Former campaign staffers Jen O’Malley Dillon, Quentin Fulks, and Stephanie Cutter similarly reflected on the Harris campaign.

“She felt like she was part of the administration. So why should she look back and pick out – cherry-pick some things that she would have done differently when she was part of it? And she also had tremendous loyalty to President Biden,” Cutter stated.

Cutter’s comments referenced criticism Harris faced after stating that “there is not a thing that comes to mind” that she would’ve done differently from how Biden handled his presidential term, while simultaneously labeling herself as the candidate of “change,” copying former Democrat President Barack Obama.

“Imagine if we said, ‘Well, we would have taken this approach on the border.’ Imagine the round of stories coming out after that of people saying, ‘Well, she never said that in a meeting,’ or ‘What meeting when she said this,’ or ‘I remember when she did that.’ And it was just, it wasn’t going to give us what we needed because it wouldn’t be a clean break,” Cutter continued.

The campaign team went on to blame Biden’s unpopular administration, as well as the media for portraying Harris as “too scared to do interviews,” which Dillon thought was an unfair characterization.

“This portrayal created an impossible uphill battle for us,” Dillon said. “Kamala Harris is a leader who has consistently shown her ability to tackle tough questions and advocate for policies that matter to Americans.”

Although Dillon noted that the Harris campaign was unfairly characterized as “too scared to do interviews,” from the time she became the Democrat nominee, it took her over 100 days to do a formal press conference and nearly a month to appear in a sit down interview.

Additionally, the Harris campaign decided that it wouldn’t hurt to keep their nominee from appearing on the most popular podcast in the world, the Joe Rogan Experience (JRE), blaming the blunder on bad “timing.”

Podcaster Joe Rogan previously revealed that the Harris team demanded that he go out of his way to travel to Harris, and keep the episode to only an hour, which is significantly less time than the average JRE episode.
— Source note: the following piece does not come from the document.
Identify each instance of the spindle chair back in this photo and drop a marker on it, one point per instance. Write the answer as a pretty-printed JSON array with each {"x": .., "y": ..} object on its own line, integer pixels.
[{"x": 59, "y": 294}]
However, when Trump’s turn came to appear on the podcast, he had a three hour conversation with Rogan, which garnered 51 million views on YouTube alone, showing the American public that Trump wasn’t afraid to face any questions.

“There’s a lot of intrigue around this, a lot of theories,” Cutter stated, regarding the Rogan mishap.

“It’s pretty simple. We wanted to do it… I hate to repeat this over and over, but it was a very short race with a very limited number of days and for a candidate to go to Houston, which is a day off the playing field in a battleground, getting that timing right is really important,” Cutter continued.

“She was ready, willing to go on Joe Rogan… would it have changed anything, it would have broken through, not because of the conversation but the fact that she was doing it, and that was the benefit of it,” Cutter stated. “But it didn’t ultimately impact the outcome one way or another.”